Certain experimental results appear to be in conflict with the equivalent-light hypothesis. For example, transgenic mice 28 and rats 29 overexpressing rhodopsin that cannot be properly turned off by phosphorylation (Ser334ter) show photoreceptor cell loss independent of light exposure. 30 Overexpression of Lys296Glu in photoreceptors of transgenic mice also causes retinal degeneration that is apparently not related to elevated rhodopsin activity, because it is inactivated by arrestin binding. 31 It should be pointed out that these animal models were generated by a gene-addition technique in which the transgene is expressed in addition to the endogenous wild-type rhodopsin. Importantly, it has been observed that rhodopsin overdosage, itself, can be detrimental to photoreceptors. 32 The carboxyl terminal of rhodopsin, furthermore, has been implicated in vectorial transport of rhodopsin in photoreceptors 30 33 and polarized MDCK cells. 34 Deletion of this domain can be expected to disrupt rhodopsin transport and adversely affect the health of photoreceptors through a mechanism that is unrelated to phototransduction. These confounding variables therefore interfere with the proper testing of the equivalent-light hypothesis. In the arrestin knockout mice used in the present study, the only perturbation to the system was the removal of this capping protein, leading to a defined defect in phototransduction shut-off. Our results therefore provide strong support to the notion that constitutive signal flow is a stimulus for photoreceptor cell death. In other mice with a clearly defined defect in phototransduction shut-off—that is, in rhodopsin kinase knockout mice—constitutive signal flow appears to be a stimulus for photoreceptor cell death. 35  
It has been clearly shown in the normal rat retina that the superior hemisphere is damaged more severely by excessive light than the inferior hemisphere, regardless of the pigmentation type or direction of the light source. 19 36 Thus, some undefined intrinsic difference exists in the two hemispheres of the rat retina in the response to constant light, and a similar increased susceptibility of the superior hemisphere exists in the mouse retina. 15 21 The significantly increased susceptibility of the inferior hemisphere to constant light in the arrestin knockout mice also suggests that asymmetry exists in the substrate for the degeneration. This remains to be identified. 

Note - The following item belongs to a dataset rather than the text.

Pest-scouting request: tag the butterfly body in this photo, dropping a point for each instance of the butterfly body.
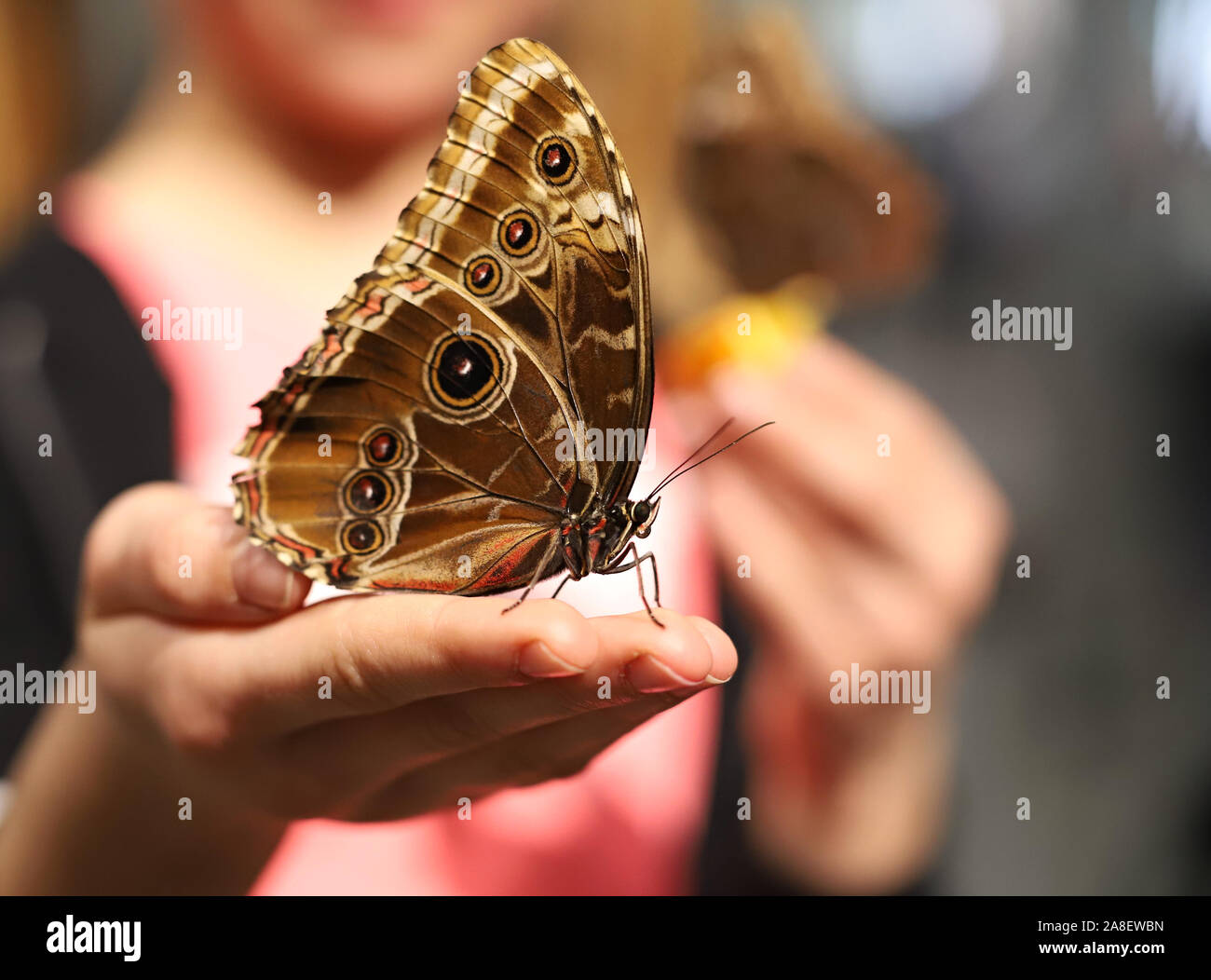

It is thought that cone photoreceptors are lost as a consequence of rod cell death. 37 38 Because of this dependency of cones on rod survival, both daytime vision and nighttime vision are eventually lost, even when the primary defect lies in the rod photoreceptors. We provide evidence that rod photoreceptors die from constitutive signal flow that is light induced. The progression of this cell death may eventually lead to cone loss and subsequently to total blindness, as is evidenced in some patients with diagnosed Oguchi disease. However, we have now found that photoreceptor cell death can be prevented by removing the light stimulus in arrestin knockout mice. Our results therefore provide an incentive for restricting light exposure in those patients who have retinal disorders arising from constitutive signal flow. 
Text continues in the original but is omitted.